Деду, как художнику была близка пластика именно льва. Он мыслил уступами, горными отрогами и скалами – как титан - укладывал огромные валуны в своём бесконечном мире. В пространстве. В перспективе. Которую он очень хорошо чувствовал. Также укладывал и облака. Они у него тяжёлые, грозовые… Река лежит. Не дыбится. И в рисунках тоже всегда есть некая геометричность. Даже в изображениях людей. Волнообразные линии Дед не выносил и не понимал. Изящество, с которым Сомов рисовал своих маркиз, было ему абсолютно чуждо.

Однажды он увидел в журнале какой-то пейзаж Дейнеки. Этюд, скорее. Высокая точка зрения и далёкий берег внизу – очень волнистой, непродуманной линией… Дед секунду подержал журнал в руке, откинул его, и с нескрываемым раздражением, сказал:   

- Берег!.. Как будто кто верёвочку бросил!

Он мог бы добавить – нам, гигантам, это совсем не по душе.

 

Противно…

 

Сидят на кухне.

Дед:

- Противно…

Бабушка:

- Что, плохо? Тошнит что ли?

- Да нет, просто противно и всё…

 

Шершавый

 

Так Дед называл людей, которых, кажется, не коснулась никак многовековая человеческая культура. Такие встречаются нечасто. 

Вечер. Сидим у телевизора… На экране голова с микрофоном. Говорит об индустриализации чего-то. Деревни, что ли. Дед ёрзает… Потом встаёт, вздыхает недовольно:

- Шершавый!

И уходит. Бабушка:

- Убежал, понимаешь... Чего тебе не нравится-то?.. Калька!.. Человек как человек! Нос, рот, уши... В чём дело?

Дед откуда-то из коридора, удаляясь на кухню:

- Шерша-авый!..

 

Какая разница

 

В девятом классе я начал заниматься боксом. Открылась секция в школе. Увлёкся, купил две пудовые гири, боксёрскую грушу.

Дед говорил:

- Славка, нельзя спортом серьёзно заниматься, а то будешь – ни два, ни полтора. Есть у нас такие. Ни то, ни сё…
Я что-то возражал, и Дед уходил, ворча:

- Что за человек!.. Ему скажешь: стрижено, а он: брито. Вылитый Миша! (Миша – это мой отец). Тот тоже. На всё говорил: «А-а!.. Какая разница!..» Ему скажешь чего-нибудь, а он: «А-а!.. Какая разница!..»

 

Сон

 

В чистом поле, полюшке

Ёлочка стоит,

Как под той под ёлочкой

Детинка лежит.

песня

 

Во второй половине жизни Дед любил поспать. Как Фёдор Шаляпин, по-богатырски. Храпел. Бабушка тоже похрапывала. Дед весил 120 кг, бабушка – 100. Баба Стеша была легка телом, она скромно и незаметно играла губами с воздухом. Спала в моей комнате. Но не всегда жила у нас.

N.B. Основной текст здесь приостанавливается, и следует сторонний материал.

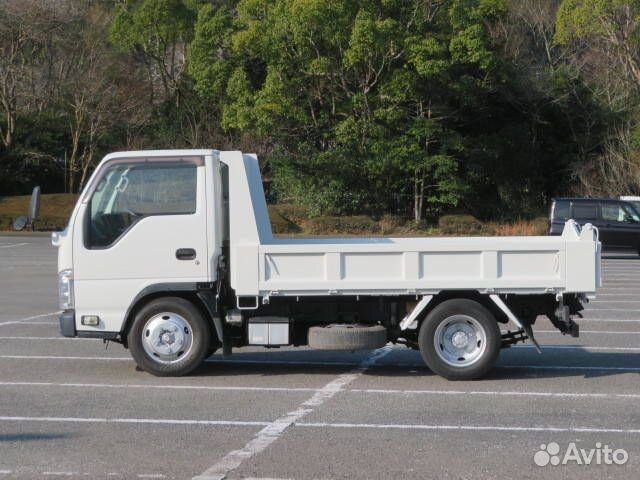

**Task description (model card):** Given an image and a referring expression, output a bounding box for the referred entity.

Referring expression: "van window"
[86,161,197,248]
[572,203,598,220]
[552,200,570,220]
[603,203,640,223]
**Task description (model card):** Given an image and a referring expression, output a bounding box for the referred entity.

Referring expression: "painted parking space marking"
[1,381,640,401]
[576,318,640,322]
[0,321,58,327]
[0,381,318,393]
[192,346,393,480]
[533,329,640,334]
[0,336,100,341]
[513,345,640,351]
[346,388,640,399]
[0,355,130,361]
[0,311,60,326]
[0,243,28,249]
[0,416,269,427]
[499,364,640,372]
[295,422,640,434]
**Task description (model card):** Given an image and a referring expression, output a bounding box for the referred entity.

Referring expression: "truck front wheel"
[418,299,501,380]
[127,296,212,377]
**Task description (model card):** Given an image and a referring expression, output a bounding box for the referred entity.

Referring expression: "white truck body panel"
[220,151,601,300]
[56,149,601,334]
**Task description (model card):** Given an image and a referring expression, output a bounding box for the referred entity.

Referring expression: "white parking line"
[192,346,393,480]
[583,308,640,311]
[534,329,640,334]
[0,355,130,361]
[590,300,640,304]
[597,288,640,291]
[0,416,269,427]
[0,243,28,249]
[0,336,99,341]
[0,321,58,326]
[500,364,640,372]
[346,388,640,399]
[0,311,60,326]
[577,318,640,322]
[5,380,638,400]
[593,293,640,296]
[5,470,165,478]
[295,422,640,434]
[514,345,640,351]
[0,381,318,393]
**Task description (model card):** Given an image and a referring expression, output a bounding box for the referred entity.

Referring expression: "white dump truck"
[52,150,601,380]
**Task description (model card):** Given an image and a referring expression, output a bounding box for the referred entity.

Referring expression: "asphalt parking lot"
[0,235,639,479]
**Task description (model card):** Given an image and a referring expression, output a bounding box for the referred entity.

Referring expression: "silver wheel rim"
[433,314,487,367]
[141,312,193,364]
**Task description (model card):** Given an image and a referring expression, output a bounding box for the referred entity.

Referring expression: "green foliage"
[222,68,255,130]
[110,0,196,52]
[0,0,631,223]
[188,3,235,102]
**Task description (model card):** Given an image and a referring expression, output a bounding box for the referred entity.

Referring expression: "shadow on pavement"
[0,432,74,442]
[187,347,640,380]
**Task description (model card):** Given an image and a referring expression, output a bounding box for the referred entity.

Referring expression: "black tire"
[418,299,501,380]
[308,324,387,350]
[127,297,212,377]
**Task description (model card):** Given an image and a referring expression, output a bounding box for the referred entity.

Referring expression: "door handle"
[176,248,196,260]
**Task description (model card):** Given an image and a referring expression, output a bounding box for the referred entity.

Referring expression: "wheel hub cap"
[142,313,193,364]
[433,314,487,367]
[451,330,469,348]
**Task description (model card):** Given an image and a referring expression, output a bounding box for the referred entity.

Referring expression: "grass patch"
[487,217,549,236]
[0,193,77,230]
[438,214,490,235]
[302,215,381,235]
[268,205,302,234]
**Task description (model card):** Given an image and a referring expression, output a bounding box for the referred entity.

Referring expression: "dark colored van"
[549,198,640,252]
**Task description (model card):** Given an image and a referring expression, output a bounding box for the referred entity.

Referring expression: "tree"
[188,0,514,219]
[556,0,640,89]
[0,1,63,149]
[110,0,198,104]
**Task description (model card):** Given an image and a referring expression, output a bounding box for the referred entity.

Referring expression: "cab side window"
[85,162,197,248]
[602,203,640,223]
[571,203,598,221]
[552,200,570,220]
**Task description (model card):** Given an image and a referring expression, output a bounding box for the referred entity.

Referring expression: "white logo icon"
[534,442,561,466]
[534,442,629,466]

Я любил ночевать в комнате Дедушки и бабушки, - слушать, засыпая, их воспоминания… но мне редко разрешалось. В этих случаях меня укладывали на маленьком диване, головой к палитре.

После обеда, конечно, спали (все, кроме меня), но в остальное время дня бабушку раздражал сон. Она ворчала:

- Встал бы, пошёл к холсту, поработал бы! Вон, у тебя новый холст!.. А он дрыхнет, понимаете ли… - она обращается к невидимым зрителям. – Посмотрите на него! Всю жизнь бы проспал, честное слово!..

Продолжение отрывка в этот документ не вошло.